Year 12 | 28 January 2020 | firstname.lastname@example.org
The suggestions by Luigi Caricato for making the best out of the different oils we can find on the bench. As a matter of fact, the choice of oil must not be random. Each oil we employ must be evaluated depending on its sensorial profile
Extra virgin olive oil has a pivotal role in the preparation of sauces. This is because oils are lubricants and have a non-sticking function that is necessary to give the right fluidity to the sauce. Moreover, oil is a very strong seasoning that does not blank other ingredients out but emulsifies and aggregates them, instead.
So, which oil for which sauce?
With white sauces, which are delicate, a sweet, delicate, smooth and aromatic oil should be employed.

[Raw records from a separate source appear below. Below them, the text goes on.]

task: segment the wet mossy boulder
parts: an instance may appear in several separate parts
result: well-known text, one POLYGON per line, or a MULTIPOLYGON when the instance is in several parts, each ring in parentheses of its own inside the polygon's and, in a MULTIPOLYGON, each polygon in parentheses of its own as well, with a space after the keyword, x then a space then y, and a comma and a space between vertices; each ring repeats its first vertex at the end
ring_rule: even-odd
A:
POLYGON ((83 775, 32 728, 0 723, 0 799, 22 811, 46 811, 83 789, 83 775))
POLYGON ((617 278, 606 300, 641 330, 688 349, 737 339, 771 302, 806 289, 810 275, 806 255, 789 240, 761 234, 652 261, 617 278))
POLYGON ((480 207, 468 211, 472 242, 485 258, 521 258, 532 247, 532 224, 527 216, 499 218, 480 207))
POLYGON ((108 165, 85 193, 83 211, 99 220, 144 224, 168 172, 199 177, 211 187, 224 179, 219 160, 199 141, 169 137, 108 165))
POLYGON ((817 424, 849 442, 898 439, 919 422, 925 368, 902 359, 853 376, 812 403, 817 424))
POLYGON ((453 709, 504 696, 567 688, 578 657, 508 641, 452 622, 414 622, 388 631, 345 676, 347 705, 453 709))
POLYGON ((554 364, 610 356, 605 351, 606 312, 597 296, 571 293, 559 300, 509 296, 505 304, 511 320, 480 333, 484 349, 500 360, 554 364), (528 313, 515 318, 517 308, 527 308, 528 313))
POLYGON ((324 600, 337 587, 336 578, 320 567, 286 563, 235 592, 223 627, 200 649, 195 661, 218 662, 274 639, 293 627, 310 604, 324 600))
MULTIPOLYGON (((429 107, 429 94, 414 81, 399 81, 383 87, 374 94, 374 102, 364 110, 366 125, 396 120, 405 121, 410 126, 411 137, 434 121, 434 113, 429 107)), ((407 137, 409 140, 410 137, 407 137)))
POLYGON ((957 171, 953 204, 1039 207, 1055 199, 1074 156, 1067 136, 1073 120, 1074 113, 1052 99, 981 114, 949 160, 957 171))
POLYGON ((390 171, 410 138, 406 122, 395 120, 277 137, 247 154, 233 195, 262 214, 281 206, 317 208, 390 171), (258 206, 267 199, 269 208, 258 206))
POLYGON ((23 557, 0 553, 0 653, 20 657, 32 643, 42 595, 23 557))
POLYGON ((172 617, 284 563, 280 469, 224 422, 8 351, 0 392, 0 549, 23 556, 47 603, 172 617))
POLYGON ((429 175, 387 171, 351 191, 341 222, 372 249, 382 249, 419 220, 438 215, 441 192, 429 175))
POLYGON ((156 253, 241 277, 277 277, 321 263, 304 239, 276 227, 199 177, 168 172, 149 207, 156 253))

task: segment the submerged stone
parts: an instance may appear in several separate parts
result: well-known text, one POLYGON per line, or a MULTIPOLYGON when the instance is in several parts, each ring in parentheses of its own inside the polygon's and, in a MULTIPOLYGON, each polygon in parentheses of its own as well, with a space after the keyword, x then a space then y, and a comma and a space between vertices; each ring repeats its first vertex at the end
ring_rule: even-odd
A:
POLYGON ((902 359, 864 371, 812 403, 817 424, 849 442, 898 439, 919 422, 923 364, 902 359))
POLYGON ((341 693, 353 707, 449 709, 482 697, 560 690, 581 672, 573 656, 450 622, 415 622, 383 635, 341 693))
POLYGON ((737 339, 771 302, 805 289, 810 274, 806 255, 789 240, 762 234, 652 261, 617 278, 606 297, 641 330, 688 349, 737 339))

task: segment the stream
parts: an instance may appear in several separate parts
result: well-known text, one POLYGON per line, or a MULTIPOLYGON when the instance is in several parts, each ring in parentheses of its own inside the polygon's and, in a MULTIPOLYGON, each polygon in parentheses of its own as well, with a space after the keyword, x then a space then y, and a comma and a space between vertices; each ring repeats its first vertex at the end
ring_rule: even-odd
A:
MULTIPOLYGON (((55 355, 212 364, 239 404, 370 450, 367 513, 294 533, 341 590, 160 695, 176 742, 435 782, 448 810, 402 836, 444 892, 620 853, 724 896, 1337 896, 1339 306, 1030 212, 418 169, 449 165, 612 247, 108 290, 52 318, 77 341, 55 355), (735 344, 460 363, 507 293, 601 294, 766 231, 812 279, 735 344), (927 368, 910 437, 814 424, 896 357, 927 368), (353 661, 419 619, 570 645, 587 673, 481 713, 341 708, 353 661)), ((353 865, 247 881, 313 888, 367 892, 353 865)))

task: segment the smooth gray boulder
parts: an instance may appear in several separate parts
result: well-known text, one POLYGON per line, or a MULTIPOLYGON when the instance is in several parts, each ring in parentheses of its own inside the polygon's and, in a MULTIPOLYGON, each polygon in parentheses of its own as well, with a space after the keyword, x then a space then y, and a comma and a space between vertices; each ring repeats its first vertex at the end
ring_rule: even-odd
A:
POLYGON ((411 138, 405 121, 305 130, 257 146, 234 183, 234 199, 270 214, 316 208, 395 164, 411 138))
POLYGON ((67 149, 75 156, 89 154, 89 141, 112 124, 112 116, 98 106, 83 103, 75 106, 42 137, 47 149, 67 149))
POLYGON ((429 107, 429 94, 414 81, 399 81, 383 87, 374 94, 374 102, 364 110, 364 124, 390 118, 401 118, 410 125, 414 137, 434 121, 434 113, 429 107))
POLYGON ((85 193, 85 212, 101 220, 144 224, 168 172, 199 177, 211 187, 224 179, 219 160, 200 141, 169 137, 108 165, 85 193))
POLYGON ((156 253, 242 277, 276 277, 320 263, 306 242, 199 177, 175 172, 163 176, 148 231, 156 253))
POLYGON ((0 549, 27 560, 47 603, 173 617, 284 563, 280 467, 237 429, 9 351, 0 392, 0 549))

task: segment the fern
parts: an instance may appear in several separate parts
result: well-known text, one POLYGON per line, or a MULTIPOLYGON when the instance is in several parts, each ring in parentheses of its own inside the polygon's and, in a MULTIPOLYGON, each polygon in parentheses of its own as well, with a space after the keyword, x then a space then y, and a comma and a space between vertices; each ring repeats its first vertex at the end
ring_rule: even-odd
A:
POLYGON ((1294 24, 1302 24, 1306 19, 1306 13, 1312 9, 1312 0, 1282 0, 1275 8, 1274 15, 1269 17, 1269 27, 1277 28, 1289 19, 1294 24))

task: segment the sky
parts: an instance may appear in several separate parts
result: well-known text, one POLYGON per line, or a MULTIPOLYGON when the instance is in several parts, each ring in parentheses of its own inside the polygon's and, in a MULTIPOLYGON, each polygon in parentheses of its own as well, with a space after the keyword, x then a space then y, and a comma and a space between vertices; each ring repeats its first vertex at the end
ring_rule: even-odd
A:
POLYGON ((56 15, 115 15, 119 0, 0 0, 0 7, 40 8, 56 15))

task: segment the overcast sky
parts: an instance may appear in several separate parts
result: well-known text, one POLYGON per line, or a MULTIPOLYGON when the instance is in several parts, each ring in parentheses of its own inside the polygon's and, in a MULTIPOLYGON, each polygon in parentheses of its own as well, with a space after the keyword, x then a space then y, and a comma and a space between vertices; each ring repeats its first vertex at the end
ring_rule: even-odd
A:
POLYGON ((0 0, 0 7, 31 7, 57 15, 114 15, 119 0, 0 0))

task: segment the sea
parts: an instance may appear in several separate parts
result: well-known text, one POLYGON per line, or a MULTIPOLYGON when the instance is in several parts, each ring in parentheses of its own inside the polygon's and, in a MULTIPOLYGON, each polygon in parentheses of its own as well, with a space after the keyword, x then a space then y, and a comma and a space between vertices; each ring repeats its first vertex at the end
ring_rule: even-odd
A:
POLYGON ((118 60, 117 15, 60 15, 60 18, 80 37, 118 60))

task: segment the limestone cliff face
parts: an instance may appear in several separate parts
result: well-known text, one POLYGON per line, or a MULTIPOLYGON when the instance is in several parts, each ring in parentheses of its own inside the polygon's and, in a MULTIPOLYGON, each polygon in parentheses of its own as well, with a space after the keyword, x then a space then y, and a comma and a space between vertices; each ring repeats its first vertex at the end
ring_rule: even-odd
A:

With dark sauces balanced mild-fruity oils, with intense but not excessive (i.e. avoiding gustatory discontinuities) spicy and bitter notes, should be used, instead. In some case it is also possible to employ intense fruity oils, with strong bitter and spicy notes. For instance this is feasible with warm tomato-based sauces, in all their variants (e.g. the classic Provencal strong sauce, the Neapolitan one or the strong spicy one). As obvious, sauces are very important, since they strongly influence a food; this is the reason why it is important to use a lot of care, in order not to disrupt the equilibrium.
Given this first classification, we list the different kind of oils depending on the intensity of their fruity notes.
Light fruity notes. These delicate oils can be used for mayo, green sauces, Russian-style sauces, chestnut sauces and egg-based sauces.
Mild fruity aromas. These oils can be used for tuna-based sauces, pizzaiola sauces, anchovies and capers sauces, pesto sauces and remoulade sauce.
Intense fruity aromas. These strong oils, avoiding the bitterest among them, can be used for warm tomato-based sauces, vinaigrette sauces and sweet-and-sour sauces.